Theory of Toeplitz Determinants and the Spin Correlations of the Two-Dimensional Ising Model. V

Abstract

In a previous paper of this series, we studied $\mathfrak{P}\left(\overline{\sigma }\right)$, the probability that the average boundary spin for a half-plane of Ising spins is $\overline{\sigma }$. We extend our study of such functions by generalizing the previous derivation to any magnetic system and using them to relate the magnetic behavior at the critical isotherm to the spin-spin correlations at the critical temperature. We also clarify the meaning of the secondary maxima previously found in $\mathfrak{P}\left(\overline{\sigma }\right)$ by a more accurate calculation and by examining the magnetization on interior rows of the half-plane.

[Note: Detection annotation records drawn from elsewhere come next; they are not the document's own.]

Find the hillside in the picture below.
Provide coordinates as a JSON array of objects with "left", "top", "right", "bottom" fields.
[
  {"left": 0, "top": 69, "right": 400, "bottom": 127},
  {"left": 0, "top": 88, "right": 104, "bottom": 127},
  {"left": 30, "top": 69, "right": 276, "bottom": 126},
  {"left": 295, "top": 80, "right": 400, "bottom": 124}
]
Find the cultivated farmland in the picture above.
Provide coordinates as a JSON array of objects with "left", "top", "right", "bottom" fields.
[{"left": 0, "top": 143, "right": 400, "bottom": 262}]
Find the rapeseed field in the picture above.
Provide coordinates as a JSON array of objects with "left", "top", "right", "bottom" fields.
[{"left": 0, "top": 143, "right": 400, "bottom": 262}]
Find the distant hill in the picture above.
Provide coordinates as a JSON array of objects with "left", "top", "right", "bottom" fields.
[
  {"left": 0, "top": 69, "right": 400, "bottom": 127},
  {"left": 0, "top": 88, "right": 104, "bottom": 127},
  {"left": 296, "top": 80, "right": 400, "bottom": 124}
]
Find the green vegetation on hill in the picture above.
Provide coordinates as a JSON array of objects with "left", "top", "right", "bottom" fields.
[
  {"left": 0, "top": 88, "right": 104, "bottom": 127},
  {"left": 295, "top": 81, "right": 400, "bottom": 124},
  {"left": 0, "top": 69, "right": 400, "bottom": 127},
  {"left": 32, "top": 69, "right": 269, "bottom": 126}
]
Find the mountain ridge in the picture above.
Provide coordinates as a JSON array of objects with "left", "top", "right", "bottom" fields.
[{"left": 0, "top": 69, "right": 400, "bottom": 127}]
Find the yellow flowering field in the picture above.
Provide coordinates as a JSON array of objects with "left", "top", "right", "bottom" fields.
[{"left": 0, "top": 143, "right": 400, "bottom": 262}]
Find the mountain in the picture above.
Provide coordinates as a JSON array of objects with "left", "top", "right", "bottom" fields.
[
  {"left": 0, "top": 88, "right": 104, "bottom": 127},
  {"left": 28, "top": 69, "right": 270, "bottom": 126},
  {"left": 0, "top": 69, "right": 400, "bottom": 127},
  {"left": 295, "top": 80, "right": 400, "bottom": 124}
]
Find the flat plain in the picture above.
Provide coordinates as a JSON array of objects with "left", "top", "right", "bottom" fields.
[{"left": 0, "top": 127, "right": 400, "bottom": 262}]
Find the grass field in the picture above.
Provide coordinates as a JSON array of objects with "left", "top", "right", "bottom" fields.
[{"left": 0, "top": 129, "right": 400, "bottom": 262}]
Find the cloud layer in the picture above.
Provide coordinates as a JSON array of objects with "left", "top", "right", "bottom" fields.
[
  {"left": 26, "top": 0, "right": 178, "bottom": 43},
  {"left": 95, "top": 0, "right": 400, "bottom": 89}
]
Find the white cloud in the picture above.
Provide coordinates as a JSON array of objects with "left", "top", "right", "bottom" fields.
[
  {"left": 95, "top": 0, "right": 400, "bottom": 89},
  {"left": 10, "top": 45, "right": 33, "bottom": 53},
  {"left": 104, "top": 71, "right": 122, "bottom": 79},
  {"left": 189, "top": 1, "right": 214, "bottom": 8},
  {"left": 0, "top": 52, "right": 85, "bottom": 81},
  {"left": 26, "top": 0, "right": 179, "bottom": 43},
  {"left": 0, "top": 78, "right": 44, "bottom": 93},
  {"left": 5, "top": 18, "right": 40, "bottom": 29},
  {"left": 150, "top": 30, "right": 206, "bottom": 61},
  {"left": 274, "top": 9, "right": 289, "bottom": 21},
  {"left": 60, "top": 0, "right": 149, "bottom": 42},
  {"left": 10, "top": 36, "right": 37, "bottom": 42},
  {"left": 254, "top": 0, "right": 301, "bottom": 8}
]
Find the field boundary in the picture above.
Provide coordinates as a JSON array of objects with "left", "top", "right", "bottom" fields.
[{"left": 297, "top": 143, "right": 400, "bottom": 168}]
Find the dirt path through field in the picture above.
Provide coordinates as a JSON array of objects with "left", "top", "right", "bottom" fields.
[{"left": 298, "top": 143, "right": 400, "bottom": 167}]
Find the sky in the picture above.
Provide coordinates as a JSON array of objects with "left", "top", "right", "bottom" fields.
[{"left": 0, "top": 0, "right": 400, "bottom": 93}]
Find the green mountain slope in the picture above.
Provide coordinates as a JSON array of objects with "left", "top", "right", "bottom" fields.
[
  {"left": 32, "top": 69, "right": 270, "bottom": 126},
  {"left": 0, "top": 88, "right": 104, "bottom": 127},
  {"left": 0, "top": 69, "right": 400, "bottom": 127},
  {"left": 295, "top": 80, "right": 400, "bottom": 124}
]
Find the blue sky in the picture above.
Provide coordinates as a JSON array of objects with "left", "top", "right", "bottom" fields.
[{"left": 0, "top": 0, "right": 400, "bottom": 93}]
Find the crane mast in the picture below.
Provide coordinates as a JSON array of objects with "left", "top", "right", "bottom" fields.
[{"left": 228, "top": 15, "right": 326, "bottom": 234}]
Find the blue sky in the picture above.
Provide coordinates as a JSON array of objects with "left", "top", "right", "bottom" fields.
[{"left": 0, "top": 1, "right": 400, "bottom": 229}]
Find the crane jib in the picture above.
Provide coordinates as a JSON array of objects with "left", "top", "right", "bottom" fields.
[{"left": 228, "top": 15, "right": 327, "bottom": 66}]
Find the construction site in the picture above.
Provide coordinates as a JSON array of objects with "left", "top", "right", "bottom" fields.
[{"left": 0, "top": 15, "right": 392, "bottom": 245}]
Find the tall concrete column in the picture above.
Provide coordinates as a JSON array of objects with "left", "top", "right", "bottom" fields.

These considerations show that $\mathfrak{P}\left(\overline{\sigma }\right)$ is more properly to be considered as the sum of two separate spin probability functions. The various ways in which the thermodynamic limit may be taken and the effects that these different limiting procedures have on $\mathfrak{P}\left(\overline{\sigma }\right)$ are discussed in detail. The influence of boundary conditions on spin probability functions is studied by reversing the sign of one column of horizontal bonds. We compute the additional free energy resulting from the misfit bonds and use this to show that $\mathfrak{P}\left(\overline{\sigma }\right)$ is no longer bimodal but is rectangular for $\left|\overline{\sigma }\right|$ less than the boundary spontaneous magnetization. Finally, we present in graphical form numerical integrations of the boundary magnetization and susceptibility.